Department of Microbiology, University of Georgia, Athens, Georgia, USA.
School of Chemical, Materials and Biomedical Engineering, University of Georgia, Athens, Georgia, USA.
Appl Environ Microbiol. 2021 Jun 11;87(13):e0048721. doi: 10.1128/AEM.00487-21.
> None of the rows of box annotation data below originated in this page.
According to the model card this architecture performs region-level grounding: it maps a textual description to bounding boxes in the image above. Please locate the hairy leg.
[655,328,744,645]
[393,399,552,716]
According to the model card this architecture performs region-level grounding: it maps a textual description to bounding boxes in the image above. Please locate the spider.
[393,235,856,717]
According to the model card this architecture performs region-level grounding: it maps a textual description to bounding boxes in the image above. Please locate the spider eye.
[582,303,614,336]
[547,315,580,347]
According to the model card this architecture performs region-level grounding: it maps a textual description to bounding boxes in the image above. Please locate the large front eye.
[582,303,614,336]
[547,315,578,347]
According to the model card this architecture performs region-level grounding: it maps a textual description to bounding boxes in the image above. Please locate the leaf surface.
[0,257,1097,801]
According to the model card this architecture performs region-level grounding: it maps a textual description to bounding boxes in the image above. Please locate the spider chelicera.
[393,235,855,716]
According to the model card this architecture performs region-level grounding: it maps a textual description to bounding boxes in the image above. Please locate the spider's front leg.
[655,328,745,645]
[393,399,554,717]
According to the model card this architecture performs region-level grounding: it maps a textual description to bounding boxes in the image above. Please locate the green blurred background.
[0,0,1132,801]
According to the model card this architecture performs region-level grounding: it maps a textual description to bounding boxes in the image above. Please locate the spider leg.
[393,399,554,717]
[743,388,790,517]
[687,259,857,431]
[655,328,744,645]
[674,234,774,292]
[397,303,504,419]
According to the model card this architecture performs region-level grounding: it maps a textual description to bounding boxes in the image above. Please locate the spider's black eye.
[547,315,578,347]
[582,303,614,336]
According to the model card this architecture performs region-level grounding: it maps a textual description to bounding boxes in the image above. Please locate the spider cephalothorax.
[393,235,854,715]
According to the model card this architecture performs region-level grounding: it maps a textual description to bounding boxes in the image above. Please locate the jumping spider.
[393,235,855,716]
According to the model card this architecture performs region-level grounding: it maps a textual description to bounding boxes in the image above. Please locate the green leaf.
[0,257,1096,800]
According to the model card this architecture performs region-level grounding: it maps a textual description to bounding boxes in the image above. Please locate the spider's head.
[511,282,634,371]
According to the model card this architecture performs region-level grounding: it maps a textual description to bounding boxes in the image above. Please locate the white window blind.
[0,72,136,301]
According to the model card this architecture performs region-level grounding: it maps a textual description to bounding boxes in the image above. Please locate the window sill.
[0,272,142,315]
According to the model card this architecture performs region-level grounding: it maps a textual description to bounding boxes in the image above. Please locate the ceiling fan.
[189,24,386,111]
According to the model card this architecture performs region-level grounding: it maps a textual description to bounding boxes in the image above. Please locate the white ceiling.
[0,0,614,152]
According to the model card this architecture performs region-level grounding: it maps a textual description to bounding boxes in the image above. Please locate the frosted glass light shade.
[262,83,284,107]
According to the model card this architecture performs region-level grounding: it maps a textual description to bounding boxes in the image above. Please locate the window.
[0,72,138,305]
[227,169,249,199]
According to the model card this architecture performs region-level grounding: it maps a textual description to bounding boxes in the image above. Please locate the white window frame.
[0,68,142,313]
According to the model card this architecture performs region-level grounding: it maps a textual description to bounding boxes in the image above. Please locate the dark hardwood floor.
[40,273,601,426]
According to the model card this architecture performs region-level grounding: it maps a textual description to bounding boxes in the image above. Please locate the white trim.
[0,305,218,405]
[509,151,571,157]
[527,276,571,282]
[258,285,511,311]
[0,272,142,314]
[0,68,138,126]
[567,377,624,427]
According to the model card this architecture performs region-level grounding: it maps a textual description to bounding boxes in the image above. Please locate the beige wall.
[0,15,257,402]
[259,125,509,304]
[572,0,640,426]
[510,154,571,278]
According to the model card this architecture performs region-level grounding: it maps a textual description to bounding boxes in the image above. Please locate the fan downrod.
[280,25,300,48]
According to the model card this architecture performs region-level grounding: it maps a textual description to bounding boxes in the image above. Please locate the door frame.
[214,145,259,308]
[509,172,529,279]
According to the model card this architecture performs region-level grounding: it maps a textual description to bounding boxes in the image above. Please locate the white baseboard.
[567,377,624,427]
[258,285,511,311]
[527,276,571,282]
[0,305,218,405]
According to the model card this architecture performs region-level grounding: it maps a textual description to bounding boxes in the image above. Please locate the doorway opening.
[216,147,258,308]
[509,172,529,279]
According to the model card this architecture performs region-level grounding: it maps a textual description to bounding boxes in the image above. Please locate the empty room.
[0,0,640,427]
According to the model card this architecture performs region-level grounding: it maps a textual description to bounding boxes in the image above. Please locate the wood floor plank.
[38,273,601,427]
Altering metabolic flux at a key branch point in metabolism has commonly been accomplished through gene knockouts or by modulating gene expression. An alternative approach to direct metabolic flux preferentially toward a product is decreasing the activity of a key enzyme through protein engineering. In Escherichia coli, pyruvate can accumulate from glucose when carbon flux through the pyruvate dehydrogenase complex is suppressed. Based on this principle, 16 chromosomally expressed AceE variants were constructed in E. coli C and compared for growth rate and pyruvate accumulation using glucose as the sole carbon source. To prevent conversion of pyruvate to other products, the strains also contained deletions in two nonessential pathways: lactate dehydrogenase () and pyruvate oxidase (). The effect of deleting phosphoenolpyruvate synthase () on pyruvate assimilation was also examined. The best pyruvate-accumulating strains were examined in controlled batch and continuous processes. In a nitrogen-limited chemostat process at steady-state growth rates of 0.15 to 0.28 h, an engineered strain expressing the AceE[H106V] variant accumulated pyruvate at a yield of 0.59 to 0.66 g pyruvate/g glucose with a specific productivity of 0.78 to 0.92 g pyruvate/g cells·h. These results provide proof of concept that pyruvate dehydrogenase complex variants can effectively shift carbon flux away from central carbon metabolism to allow pyruvate accumulation. This approach can potentially be applied to other key enzymes in metabolism to direct carbon toward a biochemical product. Microbial production of biochemicals from renewable resources has become an efficient and cost-effective alternative to traditional chemical synthesis methods. Metabolic engineering tools are important for optimizing a process to perform at an economically feasible level. This study describes an additional tool to modify central metabolism and direct metabolic flux to a product. We have shown that variants of the pyruvate dehydrogenase complex can direct metabolic flux away from cell growth to increase pyruvate production in Escherichia coli. This approach could be paired with existing strategies to optimize metabolism and create industrially relevant and economically feasible processes.
改变代谢途径中的关键分支点的代谢通量通常通过基因敲除或调节基因表达来实现。另一种直接将代谢通量优先导向产物的方法是通过蛋白质工程降低关键酶的活性。在大肠杆菌中,当丙酮酸脱氢酶复合物中的碳通量受到抑制时,葡萄糖可以积累丙酮酸。基于这一原理,在大肠杆菌 C 中构建了 16 种染色体表达的 AceE 变体,并使用葡萄糖作为唯一碳源比较了它们的生长速率和丙酮酸积累。为了防止丙酮酸转化为其他产物,这些菌株还缺失了两条非必需途径:乳酸脱氢酶()和丙酮酸氧化酶()。还研究了删除磷酸烯醇丙酮酸合酶()对丙酮酸同化的影响。在控制批处理和连续过程中检查了最佳的丙酮酸积累菌株。在氮限制恒化器过程中,在 0.15 至 0.28 h 的稳定生长速率下,表达 AceE[H106V]变体的工程菌株以 0.59 至 0.66 g 丙酮酸/g 葡萄糖的产率积累丙酮酸,比生产率为 0.78 至 0.92 g 丙酮酸/g 细胞·h。这些结果提供了概念验证,即丙酮酸脱氢酶复合物变体可以有效地将碳通量从中心碳代谢转移开,从而允许丙酮酸积累。这种方法可以潜在地应用于代谢中的其他关键酶,以将碳引导到生化产物上。 从可再生资源中生产生物化学物质已成为替代传统化学合成方法的高效且具有成本效益的方法。代谢工程工具对于优化在经济上可行的水平下运行的过程非常重要。本研究描述了一种修改中心代谢并将代谢通量导向产物的附加工具。我们已经表明,丙酮酸脱氢酶复合物的变体可以将代谢通量从细胞生长中转移出来,从而增加大肠杆菌中丙酮酸的产量。这种方法可以与现有的代谢优化策略结合使用,以创建具有工业相关性和经济可行性的过程。